Because of the nesting of the phylogenetic tree, you can trace back the human descent through ancestral clades. So we are mammals, mammaliformes, therapsids, synapsids, amniotes, tetrapods. . . Things get a little strange once we reach the fish, since Linnaean taxonomy was invented first and these names carried directly into phylogenetics. It ends up we might technically be sarcopterygians, or lobe-finned fish, and teleosts, or bony fish. But before this we fall neatly into the vertebrates, chordates, bilaterians, and down on the line. We are definitely not mammal-like reptiles!

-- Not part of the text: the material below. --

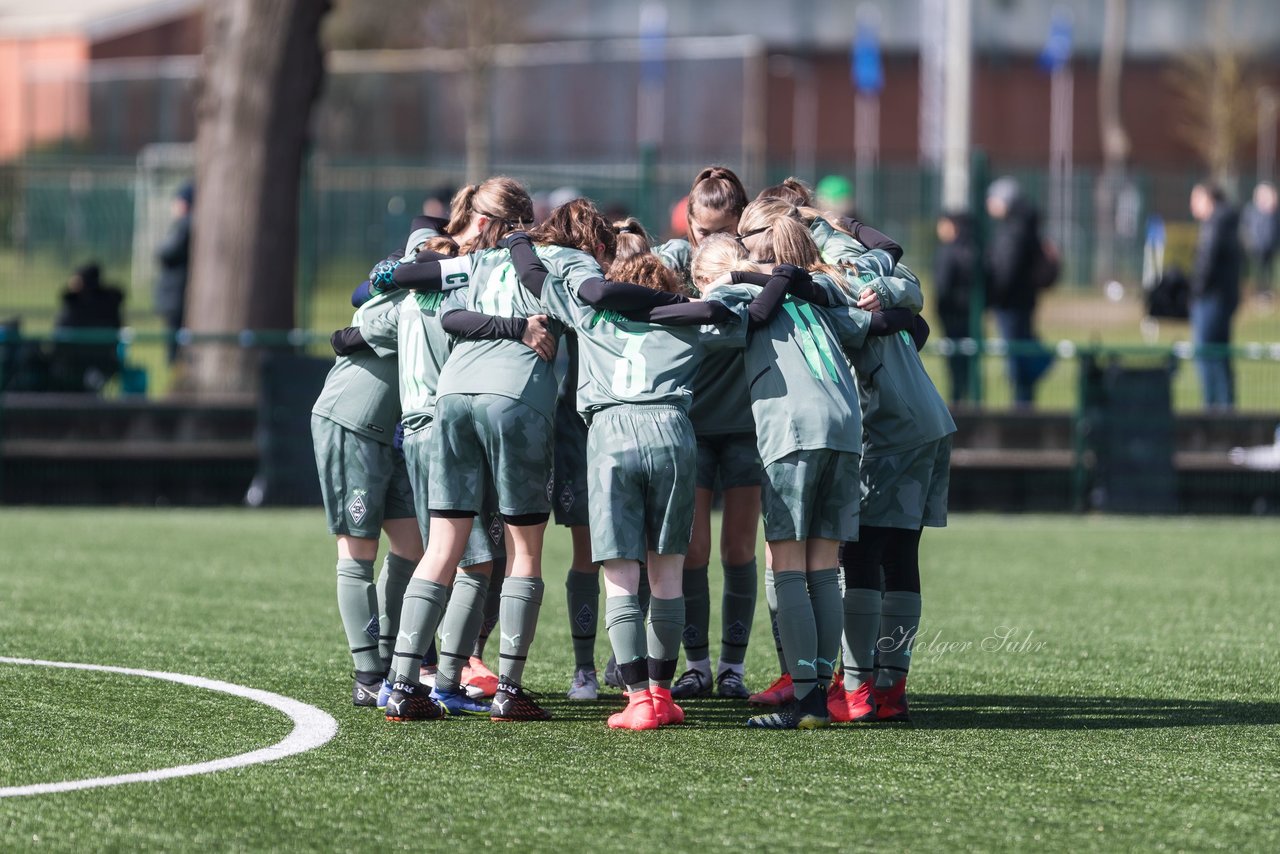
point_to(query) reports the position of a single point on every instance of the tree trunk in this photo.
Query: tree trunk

While most groups currently recognized are monophyletic, Reptilia is a paraphyletic group. Above I said that the reptiles are contained within sauropsids, but there is one group of sauropsids that are not classified as reptiles–the birds. The birds descended from theropod dinosaurs or a close relative of these dinosaurs, so actually birds are technically dinosaurs! But when taxonomists were developing Linnaean taxonomy, the modern reptiles obviously fit into Reptilia together, but birds have so many different features that they were grouped on their own in Aves. Now that we know more about extinct transitional organisms there are paleontologists who have argued about whether some dinosaurs should be placed in Aves!

Keep in mind that these routes of descent are incredibly simplified. Consider that 75% of the types of mammals that have ever lived are now extinct, include multiple major groups of mammals as distinct as the surviving mammals, the eutherians (placental mammals), monotremes, and marsupials. There are many different extinct clades. You can get an idea of some of the diversity of extinct life by scanning through the Tree of Life web project. This website has the ambitious goal of compiling accurate phylogenies for as many living organisms as possible, and will continually be updated as our knowledge advances.

[Edited to correct some errors pointed out by David Marjanović. Thank you!]